Georgina had spent an enormous amount of her life weeping in the arms of deformed old men.
It was a warm June dawn in London.
Pink cloudsurf slid sqaushshily over the atmosphere’s purple pebble beach.
The sun, a red jellybean, rolled gently up the atmosphere’s naked female back, acupuncture-needled with jumbo jet trails.
(The atmosphere was of a tone and texture that made a pebble beach and a female back equally applicable, imaginative, and well chosen metaphors).
Large-voiced doves stuffed the atmosphere with their large cooing like a lasagneman stuffs a lasagne with white sauce. (This comparison is, I will concede, pornographic and terrible, but also very necessary).
The Thames was full of Hippos.
Hippos and an otter.
Hippos, an otter, and a germ.
They were all basking friskily on the junglegym of brontosaurus skeletons uncovered by the low tide.

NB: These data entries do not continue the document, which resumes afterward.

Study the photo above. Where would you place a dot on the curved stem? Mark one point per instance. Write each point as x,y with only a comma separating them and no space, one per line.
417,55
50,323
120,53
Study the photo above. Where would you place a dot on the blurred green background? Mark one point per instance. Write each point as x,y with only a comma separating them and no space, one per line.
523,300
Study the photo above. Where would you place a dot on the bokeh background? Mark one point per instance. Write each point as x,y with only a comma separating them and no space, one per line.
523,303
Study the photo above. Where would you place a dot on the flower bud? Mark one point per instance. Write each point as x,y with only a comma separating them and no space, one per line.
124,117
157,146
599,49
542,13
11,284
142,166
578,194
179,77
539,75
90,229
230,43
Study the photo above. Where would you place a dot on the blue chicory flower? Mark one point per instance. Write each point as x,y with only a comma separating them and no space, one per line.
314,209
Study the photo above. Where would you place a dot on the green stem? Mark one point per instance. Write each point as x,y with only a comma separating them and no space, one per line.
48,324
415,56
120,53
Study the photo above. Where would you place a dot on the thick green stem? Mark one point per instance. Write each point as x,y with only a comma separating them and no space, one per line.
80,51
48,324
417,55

Pink (I say pink for practical purposes; imagine the most beautiful colour ever written about) drooled on London like a perfume hobo, lathered in cinnamon and weapons-grade strawberry flavouring, fresh from a bath of liquid toffee and 222 year old wine.
It tinged the partially visible dome of St Paul’s in an orgy of pure Beard Tongue (Beard tongue is a species of pink flower… also 2 nouns).

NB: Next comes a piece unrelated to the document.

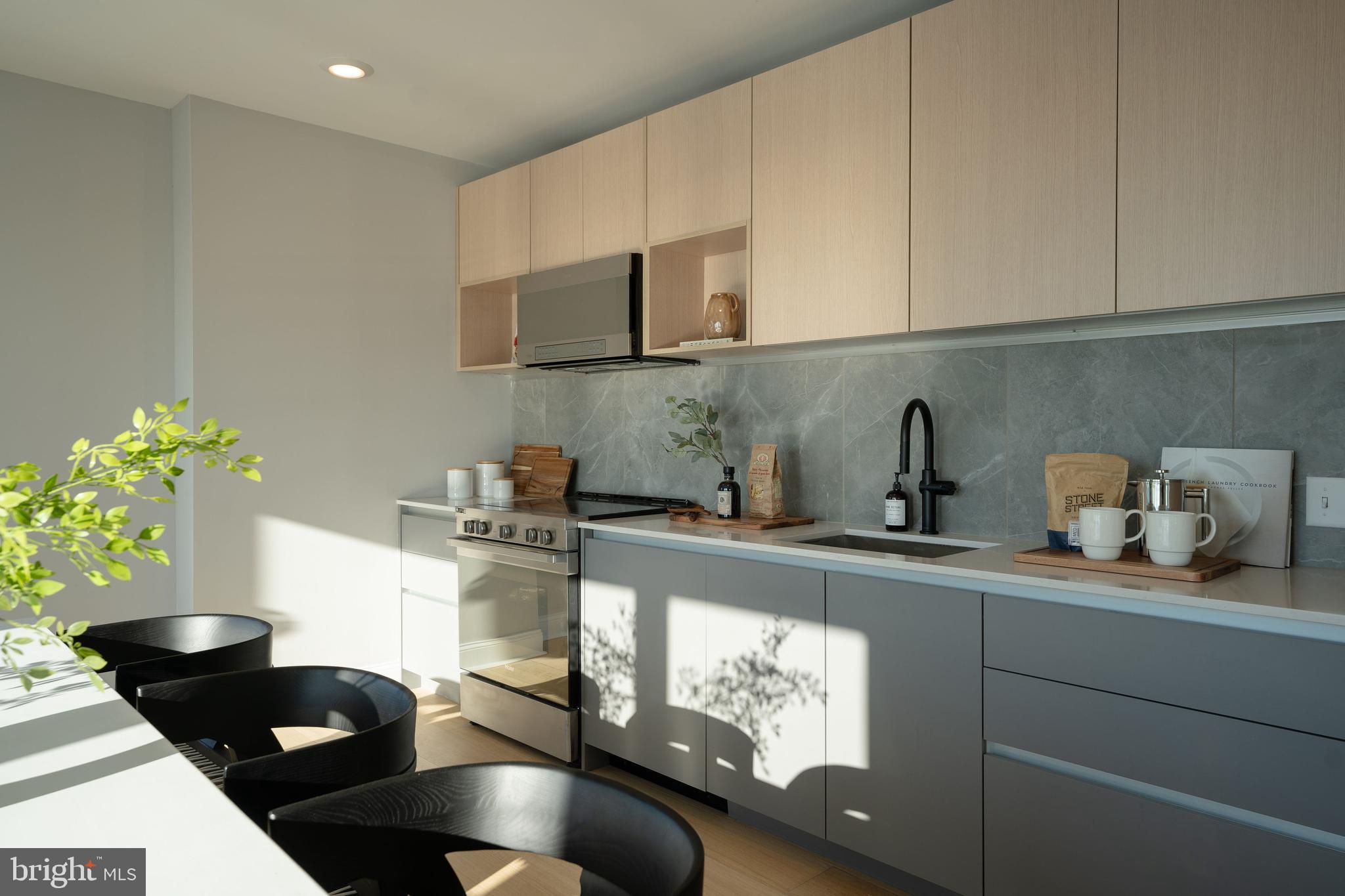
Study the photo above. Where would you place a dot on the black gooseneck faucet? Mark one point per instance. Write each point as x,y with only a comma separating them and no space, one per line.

Metropolia beamed under a hue with the zest of a Roman bathhouse, crammed to the hilt with desperate quivering virgins. It was, Georgina supposed – on the ramshakle shingle (trolleys, old telescopes, Georgian vases) under Blackfriars bridge, watching the sun’s glow pass across its 19 underside beams –
it was, Georgina supposed, possible for a morning as vibrantly snoozy as this to soften St. Pauls, to sort of scrunch, biologise, and make floppy its pillars.
The dome, which already looked like a conservative sprout, could not feasibly repent of its magenta and re-uphold grey once the sun had risen. It ought to flood it with flimsy veins, to see the cold metallic breast swell, as if with organs, into a ginormous bud.
This possibility became more and more apparent as St Paul’s, which was a flower, flowered in a fabulous, agonisingly holy slump, releasing several (12) ballerina shaped balloon animals, all of which popped 400 feet above sea-level, releasing sleeping powder, which fell on the hippos, the otter, and the germ, sending them to sleep.
They woke up in the North sea, 12 hours later.
Georgina saw an old deformed man, his knapsack full of shingle, his ears the size of toddlers, one on his forehead, one on his chest. She struck up a conversation. The sunrise was lovely wasn’t it. I didn’t know St. Paul’s Cathedral, she said, the famous one in London, she said, was a flower. It was never stone or metal or any of the things buildings are made of but the flimsy things flowers are made of. Did you know that. A plant. St. Paul’s is a plant. She cried in the deformed old man’s arms.